So, you have a successful retail business and you want to grow, consequently, you are considering opening a new location. The old real estate adage “location, location, location” has merit, but, it goes much deeper than what you think. “Location, Location, Location” is about more than being in a high traffic area with good visibility. There are many other things to consider, and those things are your customers.
Before you step out of your comfort zone and open that additional location, you need to minimize your risk as much as possible by doing your homework. Here are some things that you should consider:
1. Who is your customer?
This question should go beyond simple demographics and should delve into psychographics; the study of a person’s personality, values, opinions, attitudes, interests, and lifestyle. Because this area of research focuses on interests, attitudes, and opinions.

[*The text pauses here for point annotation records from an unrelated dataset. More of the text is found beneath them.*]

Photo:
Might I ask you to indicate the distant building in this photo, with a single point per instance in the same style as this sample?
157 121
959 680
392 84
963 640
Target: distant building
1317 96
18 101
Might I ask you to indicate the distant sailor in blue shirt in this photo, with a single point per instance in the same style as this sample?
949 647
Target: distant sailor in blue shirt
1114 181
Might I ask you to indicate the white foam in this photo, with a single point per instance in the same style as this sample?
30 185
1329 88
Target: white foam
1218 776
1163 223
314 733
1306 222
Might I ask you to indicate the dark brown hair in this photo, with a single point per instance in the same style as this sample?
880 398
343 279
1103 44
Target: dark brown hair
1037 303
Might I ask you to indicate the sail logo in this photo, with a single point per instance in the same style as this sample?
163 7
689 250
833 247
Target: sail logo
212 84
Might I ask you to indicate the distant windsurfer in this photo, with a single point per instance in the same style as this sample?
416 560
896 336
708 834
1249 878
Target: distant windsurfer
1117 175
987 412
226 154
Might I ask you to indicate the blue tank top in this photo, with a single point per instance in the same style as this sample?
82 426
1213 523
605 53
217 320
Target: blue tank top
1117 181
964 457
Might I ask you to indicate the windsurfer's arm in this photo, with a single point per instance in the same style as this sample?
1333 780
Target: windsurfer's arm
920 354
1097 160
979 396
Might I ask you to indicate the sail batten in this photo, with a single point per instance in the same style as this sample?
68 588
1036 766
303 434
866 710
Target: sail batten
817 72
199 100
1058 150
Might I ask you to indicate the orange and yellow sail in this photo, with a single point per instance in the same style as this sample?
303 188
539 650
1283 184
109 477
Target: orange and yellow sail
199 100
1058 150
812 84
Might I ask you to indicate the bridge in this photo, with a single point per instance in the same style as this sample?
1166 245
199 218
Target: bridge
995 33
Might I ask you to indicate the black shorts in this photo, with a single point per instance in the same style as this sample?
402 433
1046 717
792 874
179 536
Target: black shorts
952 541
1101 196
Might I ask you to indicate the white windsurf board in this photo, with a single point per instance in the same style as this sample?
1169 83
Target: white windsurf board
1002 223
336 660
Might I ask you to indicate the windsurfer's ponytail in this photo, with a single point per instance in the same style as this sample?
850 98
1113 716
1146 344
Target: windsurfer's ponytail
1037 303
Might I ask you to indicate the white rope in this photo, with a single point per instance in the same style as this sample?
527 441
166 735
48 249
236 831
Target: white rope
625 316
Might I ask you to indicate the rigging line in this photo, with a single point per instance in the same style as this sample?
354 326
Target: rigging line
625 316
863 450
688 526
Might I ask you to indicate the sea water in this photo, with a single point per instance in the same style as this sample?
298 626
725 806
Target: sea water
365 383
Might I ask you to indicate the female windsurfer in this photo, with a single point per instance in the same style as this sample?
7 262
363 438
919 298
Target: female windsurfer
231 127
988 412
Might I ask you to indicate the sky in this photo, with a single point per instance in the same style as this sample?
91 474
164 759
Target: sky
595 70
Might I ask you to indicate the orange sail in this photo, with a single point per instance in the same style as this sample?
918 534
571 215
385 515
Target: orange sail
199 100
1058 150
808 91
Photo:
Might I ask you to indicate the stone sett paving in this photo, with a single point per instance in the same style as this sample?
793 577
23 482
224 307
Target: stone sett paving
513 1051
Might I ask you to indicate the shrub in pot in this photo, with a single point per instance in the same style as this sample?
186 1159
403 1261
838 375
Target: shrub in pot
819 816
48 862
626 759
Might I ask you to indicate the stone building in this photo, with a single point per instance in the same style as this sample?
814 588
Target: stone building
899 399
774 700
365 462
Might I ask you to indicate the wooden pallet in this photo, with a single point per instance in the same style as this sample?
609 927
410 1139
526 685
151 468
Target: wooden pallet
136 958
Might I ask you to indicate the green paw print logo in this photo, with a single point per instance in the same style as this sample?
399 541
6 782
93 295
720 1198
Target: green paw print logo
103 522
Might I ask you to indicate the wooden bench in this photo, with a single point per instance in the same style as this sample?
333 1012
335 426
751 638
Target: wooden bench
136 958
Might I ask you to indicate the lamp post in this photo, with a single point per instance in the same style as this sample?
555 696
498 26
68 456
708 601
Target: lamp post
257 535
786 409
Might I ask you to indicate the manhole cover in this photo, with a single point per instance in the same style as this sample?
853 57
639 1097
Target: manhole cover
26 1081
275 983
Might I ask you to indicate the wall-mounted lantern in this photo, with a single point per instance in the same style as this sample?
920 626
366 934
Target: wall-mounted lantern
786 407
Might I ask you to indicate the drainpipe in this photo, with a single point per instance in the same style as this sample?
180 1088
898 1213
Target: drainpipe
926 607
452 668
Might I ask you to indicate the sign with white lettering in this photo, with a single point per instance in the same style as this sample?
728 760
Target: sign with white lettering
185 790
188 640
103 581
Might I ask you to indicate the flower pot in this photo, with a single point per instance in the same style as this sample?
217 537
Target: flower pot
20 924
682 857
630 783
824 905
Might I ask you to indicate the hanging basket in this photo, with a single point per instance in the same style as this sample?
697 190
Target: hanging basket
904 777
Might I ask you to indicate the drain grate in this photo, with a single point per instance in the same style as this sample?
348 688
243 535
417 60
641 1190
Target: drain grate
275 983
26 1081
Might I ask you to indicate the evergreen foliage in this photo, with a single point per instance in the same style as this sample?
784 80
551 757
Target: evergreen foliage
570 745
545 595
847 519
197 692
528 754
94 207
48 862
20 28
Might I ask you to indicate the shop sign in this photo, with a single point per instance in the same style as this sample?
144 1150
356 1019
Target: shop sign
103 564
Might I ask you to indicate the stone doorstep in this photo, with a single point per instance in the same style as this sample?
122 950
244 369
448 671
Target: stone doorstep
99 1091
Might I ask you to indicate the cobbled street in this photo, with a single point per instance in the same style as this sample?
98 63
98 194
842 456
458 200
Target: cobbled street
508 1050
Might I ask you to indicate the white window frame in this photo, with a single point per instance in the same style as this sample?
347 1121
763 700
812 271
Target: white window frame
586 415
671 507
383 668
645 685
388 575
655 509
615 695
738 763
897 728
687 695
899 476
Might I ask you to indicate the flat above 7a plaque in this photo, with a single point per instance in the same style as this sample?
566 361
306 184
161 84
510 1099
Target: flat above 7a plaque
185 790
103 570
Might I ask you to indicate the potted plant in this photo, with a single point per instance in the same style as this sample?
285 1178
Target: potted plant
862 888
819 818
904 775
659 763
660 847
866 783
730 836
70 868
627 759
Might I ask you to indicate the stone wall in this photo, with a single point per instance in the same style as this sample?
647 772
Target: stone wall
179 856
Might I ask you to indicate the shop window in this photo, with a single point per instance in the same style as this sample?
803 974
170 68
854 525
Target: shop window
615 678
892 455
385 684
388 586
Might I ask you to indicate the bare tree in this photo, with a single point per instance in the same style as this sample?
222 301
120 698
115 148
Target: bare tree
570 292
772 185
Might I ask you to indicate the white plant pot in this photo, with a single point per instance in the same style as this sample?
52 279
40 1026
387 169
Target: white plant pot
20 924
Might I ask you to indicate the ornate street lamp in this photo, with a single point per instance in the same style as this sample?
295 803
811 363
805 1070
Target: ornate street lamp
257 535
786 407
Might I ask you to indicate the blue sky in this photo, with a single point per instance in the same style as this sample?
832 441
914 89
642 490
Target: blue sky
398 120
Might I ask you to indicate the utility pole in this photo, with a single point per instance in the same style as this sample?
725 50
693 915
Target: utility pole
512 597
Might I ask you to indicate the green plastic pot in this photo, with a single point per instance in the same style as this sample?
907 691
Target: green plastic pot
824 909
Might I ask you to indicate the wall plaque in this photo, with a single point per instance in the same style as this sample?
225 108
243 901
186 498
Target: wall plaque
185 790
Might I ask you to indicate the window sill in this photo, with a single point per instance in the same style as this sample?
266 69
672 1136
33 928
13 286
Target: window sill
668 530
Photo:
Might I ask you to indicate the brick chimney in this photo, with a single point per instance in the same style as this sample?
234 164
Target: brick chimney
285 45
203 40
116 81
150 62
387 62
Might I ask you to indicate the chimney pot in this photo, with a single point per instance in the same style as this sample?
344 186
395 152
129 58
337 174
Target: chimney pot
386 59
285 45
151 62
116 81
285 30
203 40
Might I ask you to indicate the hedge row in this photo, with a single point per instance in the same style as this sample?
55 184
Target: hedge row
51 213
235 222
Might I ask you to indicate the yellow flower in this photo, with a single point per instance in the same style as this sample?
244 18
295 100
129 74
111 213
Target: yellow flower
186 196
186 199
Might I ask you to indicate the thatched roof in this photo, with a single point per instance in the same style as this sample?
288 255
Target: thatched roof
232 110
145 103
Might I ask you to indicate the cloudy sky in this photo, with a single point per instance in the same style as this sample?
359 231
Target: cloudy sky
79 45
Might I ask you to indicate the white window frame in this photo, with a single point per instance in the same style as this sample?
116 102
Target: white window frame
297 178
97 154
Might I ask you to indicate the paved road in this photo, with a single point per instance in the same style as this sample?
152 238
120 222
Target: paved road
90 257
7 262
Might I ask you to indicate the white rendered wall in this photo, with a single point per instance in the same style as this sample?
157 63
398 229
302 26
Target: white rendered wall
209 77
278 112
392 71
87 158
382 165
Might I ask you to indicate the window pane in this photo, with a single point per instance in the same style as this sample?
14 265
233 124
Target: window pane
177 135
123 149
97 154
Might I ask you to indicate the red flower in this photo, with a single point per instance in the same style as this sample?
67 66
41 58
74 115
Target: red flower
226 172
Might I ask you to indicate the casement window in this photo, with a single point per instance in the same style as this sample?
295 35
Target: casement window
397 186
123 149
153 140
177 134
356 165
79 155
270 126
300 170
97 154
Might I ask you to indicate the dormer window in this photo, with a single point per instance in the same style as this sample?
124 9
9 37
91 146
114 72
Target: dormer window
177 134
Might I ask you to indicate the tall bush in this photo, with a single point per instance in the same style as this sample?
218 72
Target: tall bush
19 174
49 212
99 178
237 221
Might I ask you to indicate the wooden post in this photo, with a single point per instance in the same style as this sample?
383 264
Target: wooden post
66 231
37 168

Demographically speaking two individuals may look identical, having the same age, income bracket, home ownership/rental status, educational background, etc.; those same individuals may have extremely different hobbies, spending habits, and family values. Demographics tells you who your buyer is, psychographics tells you why your customer spends their money.
2. Who is your competition?
Who is your biggest competitor?
What markets are they located in?
Who is their customer?
Knowing who your biggest competitor is very important. Locating in a similar market or even adjacent to your biggest competition can help drive traffic you’re your company. You also benefit from their marketing efforts as a result.
3. What does the area have to offer?
Once you have identified your prime location by truly knowing your customer, you can consider what the community you are going to locate in has to offer.
Many communities are motivated to develop certain corridors. Reaching out to the economic development office in the community you are interested in is an integral step in determining if there are financial incentives, fee waivers, or grants available to assist your expansion efforts. It is worth noting that the earlier these conversations start the better. Communities have to be good stewards of the taxpayers, and many financial incentives may require approval through their City Council and or the local School Board.
I know that these items seem simple, or even obvious; however, if you are a small company, with limited resources, sometimes this information can be difficult to uncover. Fortunately, there are consultants/businesses out there that specialize in helping companies discover this information, and I say to you, if you are taking the calculated risk of investing in building your business, you need to invest the time and resources in identifying this information.
A very wise person once told me that it is all about “Speed, Risk, and Money” (Carol Johnson). Knowing the demographics and psychographics of your customer, and engaging with the community where you decide to locate will increase your speed to market, reduce your risk, and take you from spending money to making money as quickly as possible.